The forum was another historic first. Not only was it unique in that it was open to the public, this gathering included representatives from every part of Alaska and across the entire political spectrum.

The transition team was comprised of 246 Alaskans from 43 different Alaskan communities. Among the participants were educators, Alaska Native leaders, doctors, mayors, fishermen, scientists, business owners, natural resource specialists, former commissioners and economic analysts.

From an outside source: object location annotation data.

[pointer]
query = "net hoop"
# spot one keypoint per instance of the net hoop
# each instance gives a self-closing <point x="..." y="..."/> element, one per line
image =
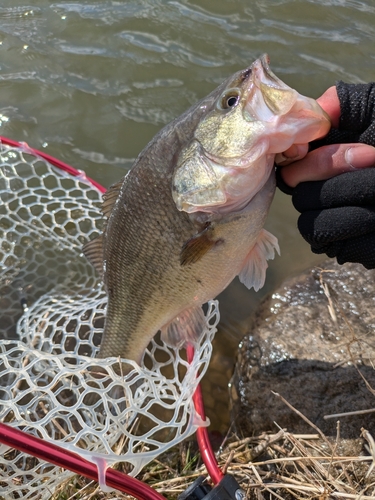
<point x="51" y="324"/>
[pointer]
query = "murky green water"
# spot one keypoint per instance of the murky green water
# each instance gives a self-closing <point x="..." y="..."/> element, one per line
<point x="91" y="82"/>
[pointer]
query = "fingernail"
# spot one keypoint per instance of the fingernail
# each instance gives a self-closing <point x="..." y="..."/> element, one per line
<point x="360" y="156"/>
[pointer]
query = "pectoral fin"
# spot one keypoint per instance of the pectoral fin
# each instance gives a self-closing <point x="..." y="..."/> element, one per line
<point x="93" y="251"/>
<point x="186" y="328"/>
<point x="197" y="246"/>
<point x="253" y="273"/>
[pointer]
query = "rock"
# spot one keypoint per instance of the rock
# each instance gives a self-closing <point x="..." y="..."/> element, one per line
<point x="314" y="350"/>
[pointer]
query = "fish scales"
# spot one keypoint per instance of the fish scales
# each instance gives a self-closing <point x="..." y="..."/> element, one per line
<point x="189" y="215"/>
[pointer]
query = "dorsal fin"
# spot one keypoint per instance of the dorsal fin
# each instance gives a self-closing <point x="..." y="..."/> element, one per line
<point x="110" y="197"/>
<point x="93" y="251"/>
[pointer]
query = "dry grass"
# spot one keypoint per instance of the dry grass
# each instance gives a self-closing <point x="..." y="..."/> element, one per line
<point x="270" y="466"/>
<point x="282" y="466"/>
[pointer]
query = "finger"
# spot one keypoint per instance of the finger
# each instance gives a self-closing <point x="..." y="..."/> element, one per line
<point x="294" y="153"/>
<point x="329" y="101"/>
<point x="328" y="161"/>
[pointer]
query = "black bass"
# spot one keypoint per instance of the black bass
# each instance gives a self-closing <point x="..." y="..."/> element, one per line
<point x="189" y="215"/>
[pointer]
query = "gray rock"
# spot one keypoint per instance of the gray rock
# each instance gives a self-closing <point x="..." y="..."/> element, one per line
<point x="321" y="362"/>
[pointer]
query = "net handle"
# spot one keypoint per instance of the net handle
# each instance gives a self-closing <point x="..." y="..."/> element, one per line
<point x="54" y="161"/>
<point x="66" y="459"/>
<point x="203" y="439"/>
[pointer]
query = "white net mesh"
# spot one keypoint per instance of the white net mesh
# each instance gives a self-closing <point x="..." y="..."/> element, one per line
<point x="52" y="309"/>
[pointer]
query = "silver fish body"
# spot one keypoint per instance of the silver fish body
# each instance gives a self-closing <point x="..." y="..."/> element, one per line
<point x="189" y="215"/>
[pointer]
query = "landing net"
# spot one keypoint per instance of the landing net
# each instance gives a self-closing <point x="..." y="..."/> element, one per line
<point x="52" y="309"/>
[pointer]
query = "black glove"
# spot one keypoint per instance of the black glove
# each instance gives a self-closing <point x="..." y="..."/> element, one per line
<point x="338" y="215"/>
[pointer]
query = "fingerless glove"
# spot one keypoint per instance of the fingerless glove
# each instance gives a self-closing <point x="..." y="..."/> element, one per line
<point x="338" y="214"/>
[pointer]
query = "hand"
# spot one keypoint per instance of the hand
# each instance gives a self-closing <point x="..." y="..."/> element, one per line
<point x="337" y="211"/>
<point x="326" y="161"/>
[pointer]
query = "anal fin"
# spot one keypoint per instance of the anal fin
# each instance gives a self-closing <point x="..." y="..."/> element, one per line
<point x="93" y="251"/>
<point x="253" y="273"/>
<point x="186" y="328"/>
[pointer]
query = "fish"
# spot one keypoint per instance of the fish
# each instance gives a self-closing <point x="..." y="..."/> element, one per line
<point x="189" y="215"/>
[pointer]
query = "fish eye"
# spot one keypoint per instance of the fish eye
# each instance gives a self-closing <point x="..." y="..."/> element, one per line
<point x="229" y="99"/>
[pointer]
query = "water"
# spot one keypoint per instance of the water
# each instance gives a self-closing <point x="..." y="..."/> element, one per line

A comprehensive summary of the groups' findings will be compiled in the coming days.

"As I was listening, I thought to myself, 'the executive article of our constitution about the governor was written about Bill Walker," Victor Fischer, a delegate of Alaska Constitutional Convention, said.

Last Friday, Walker sent a special message to Valdez from his Anchorage office.

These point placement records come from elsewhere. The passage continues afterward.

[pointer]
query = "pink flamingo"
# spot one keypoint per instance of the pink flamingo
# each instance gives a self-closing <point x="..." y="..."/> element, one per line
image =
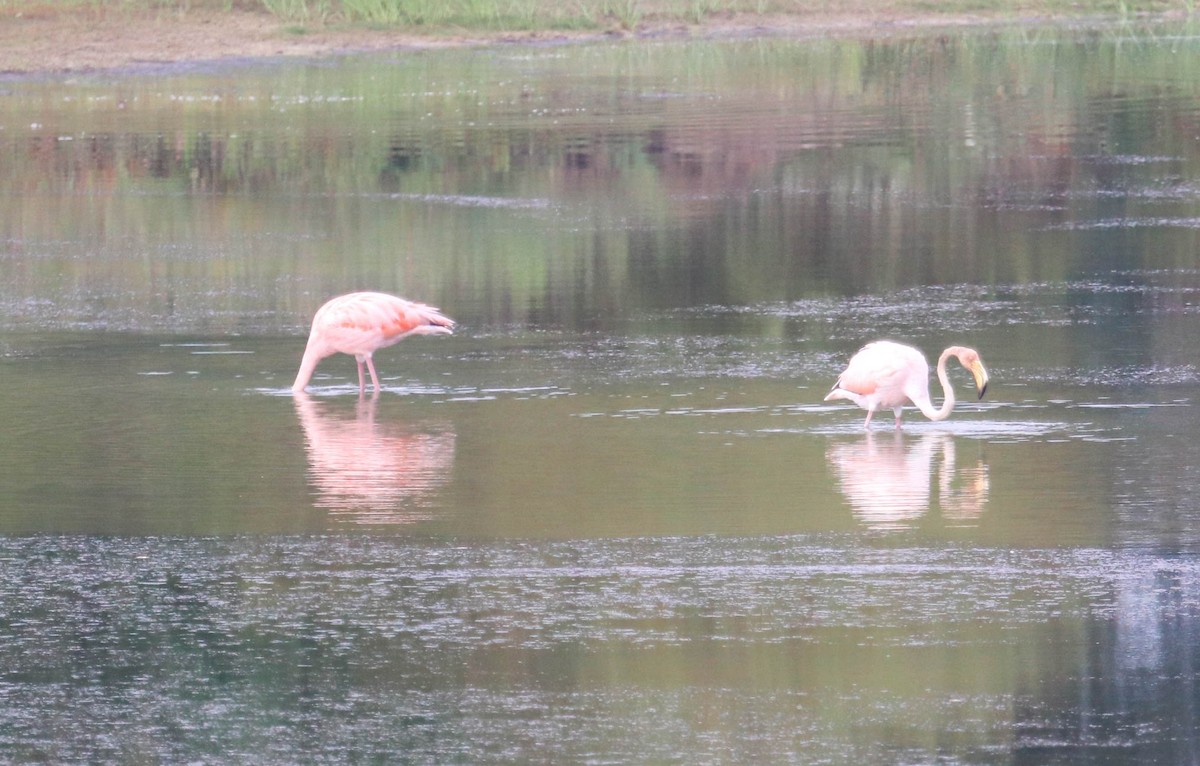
<point x="361" y="323"/>
<point x="887" y="375"/>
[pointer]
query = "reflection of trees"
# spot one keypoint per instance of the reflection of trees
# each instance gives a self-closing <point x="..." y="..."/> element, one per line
<point x="887" y="479"/>
<point x="724" y="175"/>
<point x="370" y="473"/>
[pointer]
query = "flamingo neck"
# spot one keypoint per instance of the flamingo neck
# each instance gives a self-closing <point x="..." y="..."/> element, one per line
<point x="307" y="366"/>
<point x="927" y="406"/>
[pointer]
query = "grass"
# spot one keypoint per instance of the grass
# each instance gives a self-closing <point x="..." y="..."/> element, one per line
<point x="551" y="15"/>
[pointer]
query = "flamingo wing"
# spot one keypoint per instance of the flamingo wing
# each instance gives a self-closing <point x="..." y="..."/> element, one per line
<point x="360" y="323"/>
<point x="885" y="371"/>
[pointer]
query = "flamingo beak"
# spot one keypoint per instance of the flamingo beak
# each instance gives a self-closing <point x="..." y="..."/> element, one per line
<point x="981" y="376"/>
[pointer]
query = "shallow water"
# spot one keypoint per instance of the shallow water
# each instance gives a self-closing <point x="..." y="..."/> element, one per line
<point x="611" y="519"/>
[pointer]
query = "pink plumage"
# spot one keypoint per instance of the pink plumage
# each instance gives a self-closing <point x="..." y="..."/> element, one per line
<point x="361" y="323"/>
<point x="887" y="376"/>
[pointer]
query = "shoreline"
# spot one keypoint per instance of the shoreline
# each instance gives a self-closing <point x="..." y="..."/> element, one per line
<point x="70" y="43"/>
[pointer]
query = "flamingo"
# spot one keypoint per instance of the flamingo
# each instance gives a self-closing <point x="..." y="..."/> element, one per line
<point x="360" y="324"/>
<point x="887" y="375"/>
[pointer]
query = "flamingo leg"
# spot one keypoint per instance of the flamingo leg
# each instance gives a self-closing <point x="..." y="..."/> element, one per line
<point x="375" y="378"/>
<point x="361" y="387"/>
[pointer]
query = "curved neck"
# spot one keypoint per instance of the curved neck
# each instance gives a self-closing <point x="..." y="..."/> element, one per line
<point x="927" y="407"/>
<point x="307" y="366"/>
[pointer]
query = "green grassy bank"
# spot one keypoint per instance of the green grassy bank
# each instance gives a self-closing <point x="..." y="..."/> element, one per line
<point x="592" y="15"/>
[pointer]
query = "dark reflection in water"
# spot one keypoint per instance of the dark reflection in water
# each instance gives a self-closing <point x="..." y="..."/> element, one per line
<point x="811" y="648"/>
<point x="373" y="473"/>
<point x="888" y="479"/>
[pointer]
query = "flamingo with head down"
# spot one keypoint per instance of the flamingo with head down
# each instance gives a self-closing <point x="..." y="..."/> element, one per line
<point x="360" y="324"/>
<point x="888" y="375"/>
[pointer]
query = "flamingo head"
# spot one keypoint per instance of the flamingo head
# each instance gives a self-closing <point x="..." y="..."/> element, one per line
<point x="970" y="359"/>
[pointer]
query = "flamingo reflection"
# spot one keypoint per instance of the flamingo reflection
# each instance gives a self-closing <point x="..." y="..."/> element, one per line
<point x="888" y="479"/>
<point x="366" y="473"/>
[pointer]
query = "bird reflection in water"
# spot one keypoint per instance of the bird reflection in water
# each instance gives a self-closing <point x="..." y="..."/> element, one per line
<point x="369" y="473"/>
<point x="888" y="479"/>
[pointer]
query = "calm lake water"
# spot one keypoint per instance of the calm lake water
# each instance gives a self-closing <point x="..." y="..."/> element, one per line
<point x="611" y="519"/>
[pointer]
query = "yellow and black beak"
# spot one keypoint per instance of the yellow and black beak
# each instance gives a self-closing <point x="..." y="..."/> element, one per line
<point x="981" y="376"/>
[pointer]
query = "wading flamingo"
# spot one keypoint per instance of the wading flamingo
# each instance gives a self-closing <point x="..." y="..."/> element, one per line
<point x="361" y="323"/>
<point x="886" y="375"/>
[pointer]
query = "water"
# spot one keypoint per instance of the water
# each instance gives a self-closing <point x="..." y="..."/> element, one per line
<point x="609" y="520"/>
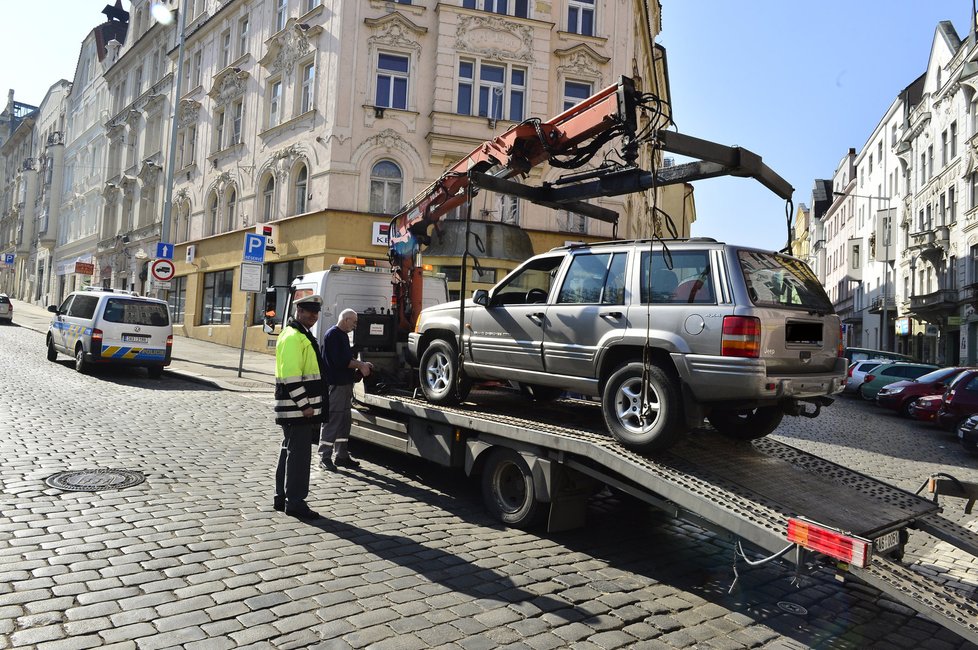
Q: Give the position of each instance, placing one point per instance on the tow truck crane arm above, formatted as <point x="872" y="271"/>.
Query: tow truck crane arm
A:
<point x="568" y="141"/>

"I just can't thank them enough for their support," he said. "Valdez has always been referred to as sort of the mother ship of our campaign and we'd always leave there so inspired and, per capita, they stood tall in this election and we sure appreciated that."

Valdez Star photo

Bill Walker, right, shared a moment Wednesday with old friend Mike Wells, of the Valdez City Council.

As often happens, Walker reflected on his youth in Valdez.

"You know, in the old town I was one of the crossing guards in elementary school and I was very proud to put on my little orange vest and actually now, they do it with adults, rather than putting the students out there as targets," he said with a laugh. "I had the opportunity to be the Student Body President when I was only a junior, which was different because it is usually a senior that does that."

While looking at the past, he also reflected on the future.

"I was proud to be a Buccaneer, and city council member, mayor, city attorney, business owner," he said. "It's been a lot of good memories in Valdez and I look forward to returning as governor."